3. On the Weakness of Limited Hardware Configurations
We acknowledge the reviewer’s point that evaluating SpaceServe on diverse hardware would further validate our claim. To clarify, SpaceServe’s design leverages fundamental features of modern GPUs, which are the separation of streaming multiprocessors (SMs) and memory controllers to co-locate compute-intensive (encoder) and memory-intensive (decoder) tasks. This architectural principle is ubiquitous across modern NVIDIA GPUs
Due to time and hardware constraints during this rebuttal period, we were unable to conduct a comprehensive hardware evaluation. We have added this in the "Limitations and Future Work" section of our revised paper and highlighted diverse hardware testing as a key direction for future research
In summary, thanks to your insightful feedback, we have significantly strengthened our paper. The new experiments provide robust evidence of SpaceServe’'s generalizability across diverse MLLM architectures and its superior performance under heavy computational loads, particularly with high-resolution images.

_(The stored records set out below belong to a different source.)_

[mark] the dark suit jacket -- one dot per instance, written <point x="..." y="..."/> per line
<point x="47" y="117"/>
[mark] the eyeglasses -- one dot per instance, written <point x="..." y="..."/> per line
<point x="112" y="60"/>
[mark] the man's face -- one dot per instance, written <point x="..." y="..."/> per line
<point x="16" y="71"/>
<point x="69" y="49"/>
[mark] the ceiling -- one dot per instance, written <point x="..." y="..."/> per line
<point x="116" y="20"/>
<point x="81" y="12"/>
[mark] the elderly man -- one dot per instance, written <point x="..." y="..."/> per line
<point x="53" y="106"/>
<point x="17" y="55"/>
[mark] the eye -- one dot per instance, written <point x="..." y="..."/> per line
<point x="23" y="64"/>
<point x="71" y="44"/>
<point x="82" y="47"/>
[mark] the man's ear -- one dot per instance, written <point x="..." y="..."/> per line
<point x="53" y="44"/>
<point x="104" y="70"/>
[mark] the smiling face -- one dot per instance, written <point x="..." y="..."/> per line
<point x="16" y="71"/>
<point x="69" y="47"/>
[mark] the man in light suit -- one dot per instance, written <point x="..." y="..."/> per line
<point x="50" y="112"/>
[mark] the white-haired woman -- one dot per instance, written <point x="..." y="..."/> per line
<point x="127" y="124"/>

We sincerely thank you for your time and valuable guidance. We hope our revisions and detailed responses have fully addressed your concerns.
Dear Reviewer,
The authors have replied to your concerns, and it would be very helpful if you could engage in a discussion to clarify your concerns.
Best,
AC
Dear Reviewer,
This is a friendly reminder about engaging in the discussion.
Best,
AC
Dear Reviewer Sa3P,
The authors provided an answer and please engage at least today. Note that this can be ground for flagging the review and interaction as insufficient, which may incur penalties.
Best,
AC
This paper presents SpaceServe, a serving system for multimodal large language models that improves GPU utilization by space-multiplexing modality-specific encoders and the shared text decoder. It introduces a Space-Inference Scheduler (SIS) and a Time-Windowed Shortest-Remaining-First (TWSRFT) policy to optimize SM partitioning and request batching. Experiments on Nvidia A100 GPUs show that SpaceServe achieves up to 29.71× speedup over existing serving stacks.

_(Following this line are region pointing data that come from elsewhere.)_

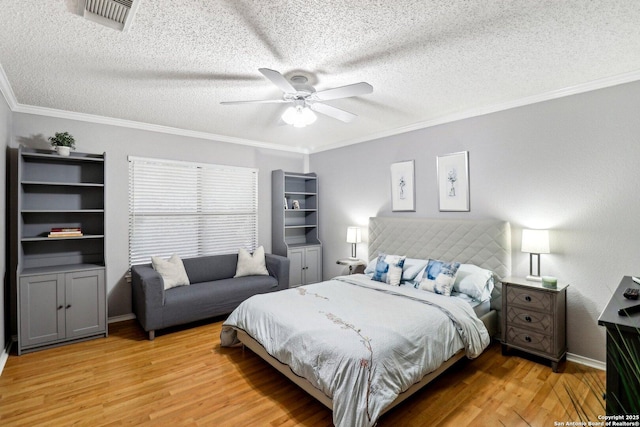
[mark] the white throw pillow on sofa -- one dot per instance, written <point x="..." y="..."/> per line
<point x="251" y="265"/>
<point x="172" y="271"/>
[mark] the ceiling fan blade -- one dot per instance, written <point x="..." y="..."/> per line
<point x="278" y="80"/>
<point x="355" y="89"/>
<point x="333" y="112"/>
<point x="258" y="101"/>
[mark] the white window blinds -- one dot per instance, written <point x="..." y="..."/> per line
<point x="190" y="209"/>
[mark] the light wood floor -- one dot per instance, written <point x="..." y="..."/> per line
<point x="184" y="378"/>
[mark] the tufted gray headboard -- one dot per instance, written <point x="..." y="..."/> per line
<point x="485" y="243"/>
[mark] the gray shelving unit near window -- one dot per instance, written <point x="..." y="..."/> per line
<point x="295" y="228"/>
<point x="61" y="288"/>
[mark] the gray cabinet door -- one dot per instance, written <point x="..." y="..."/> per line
<point x="42" y="317"/>
<point x="313" y="265"/>
<point x="296" y="272"/>
<point x="85" y="303"/>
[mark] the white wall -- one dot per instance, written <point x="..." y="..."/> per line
<point x="119" y="143"/>
<point x="5" y="136"/>
<point x="571" y="165"/>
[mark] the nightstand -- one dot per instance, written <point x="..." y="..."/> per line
<point x="534" y="318"/>
<point x="354" y="264"/>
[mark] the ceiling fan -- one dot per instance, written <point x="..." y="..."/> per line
<point x="305" y="98"/>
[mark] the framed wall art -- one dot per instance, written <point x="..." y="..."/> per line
<point x="453" y="182"/>
<point x="403" y="191"/>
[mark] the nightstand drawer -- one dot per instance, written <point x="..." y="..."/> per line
<point x="528" y="319"/>
<point x="529" y="298"/>
<point x="528" y="339"/>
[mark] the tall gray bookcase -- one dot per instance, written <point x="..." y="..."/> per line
<point x="60" y="281"/>
<point x="294" y="228"/>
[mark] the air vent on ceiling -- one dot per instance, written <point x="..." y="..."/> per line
<point x="117" y="14"/>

The concerns raised in the reviews and that were discussed can be summarized as follows:
- Insufficient baselines (i.e., adding other VLMs besides Qwen family) in the experiments and limited hardware variations (R-Sa3P, R-aTid);
- Lacking discussion about efficiency vs complexity tradeoff (R-tKdj); and
- Lacking discussion about the relationship of SpaceServe and sparse architectures (R-aTid).

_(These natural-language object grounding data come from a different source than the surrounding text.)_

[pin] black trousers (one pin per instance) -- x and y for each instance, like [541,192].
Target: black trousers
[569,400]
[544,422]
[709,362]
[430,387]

During the discussion between reviewers and authors, the authors provided new experiments and thorough clarifications that satisfied all reviewers. Given this positive discussion, reviewers recommended to accept the paper unanimously. Thus, we encourage the authors to include any additional clarification and experiments that help the story of the paper.